I have no idea if Wells is right or not, but I can't think of too many other food writers who can make a restaurant review as pleasurable to read. Writing about food is like writing about music; language can feel like an inadequate medium for describing something which we experience through our senses, bypassing the symbolic representations of words. Wells avoids those traps by, in large part, not trying to describe tastes.
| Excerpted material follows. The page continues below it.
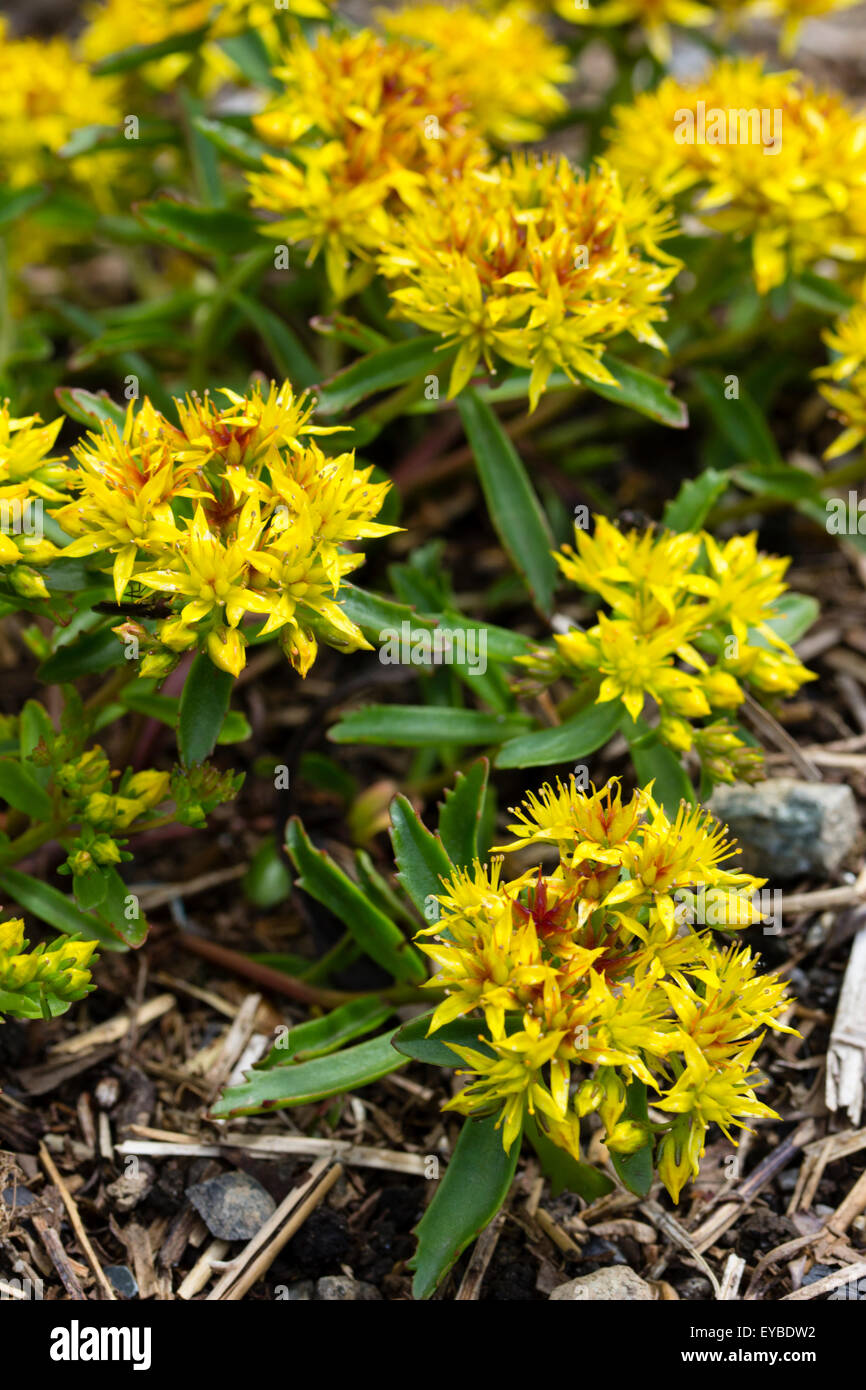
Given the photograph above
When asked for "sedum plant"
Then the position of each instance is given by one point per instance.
(590, 993)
Through the eyes of a burglar

Geoff Manaugh's upcoming book A Burglar's Guide to the City sounds great:

Encompassing nearly 2,000 years of heists and tunnel jobs, break-ins and escapes, A Burglar's Guide to the City offers an unexpected blueprint to the criminal possibilities in the world all around us. You'll never see the city the same way again.
 
At the core of A Burglar's Guide to the City is an unexpected and thrilling insight: how any building transforms when seen through the eyes of someone hoping to break into it. Studying architecture the way a burglar would, Geoff Manaugh takes readers through walls, down elevator shafts, into panic rooms, up to the buried vaults of banks, and out across the rooftops of an unsuspecting city.
 
With the help of FBI Special Agents, reformed bank robbers, private security consultants, the L.A.P.D. Air Support Division, and architects past and present, the book dissects the built environment from both sides of the law. Whether picking padlocks or climbing the walls of high-rise apartments, finding gaps in a museum's surveillance routine or discussing home invasions in ancient Rome, A Burglar's Guide to the City has the tools, the tales, and the x-ray vision you need to see architecture as nothing more than an obstacle that can be outwitted and undercut.
 
Full of real-life heists-both spectacular and absurd-A Burglar's Guide to the City ensures readers will never enter a bank again without imagining how to loot the vault or walk down the street without planning the perfect getaway.
 

The book streets April 5, 2016.

Gonna make you sweat

If I were to tell you that there was an entire industry that overcharged the vast majority of its customers, but those customers were fully aware they were being robbed, and that was the only way to make the business viable, what would you guess?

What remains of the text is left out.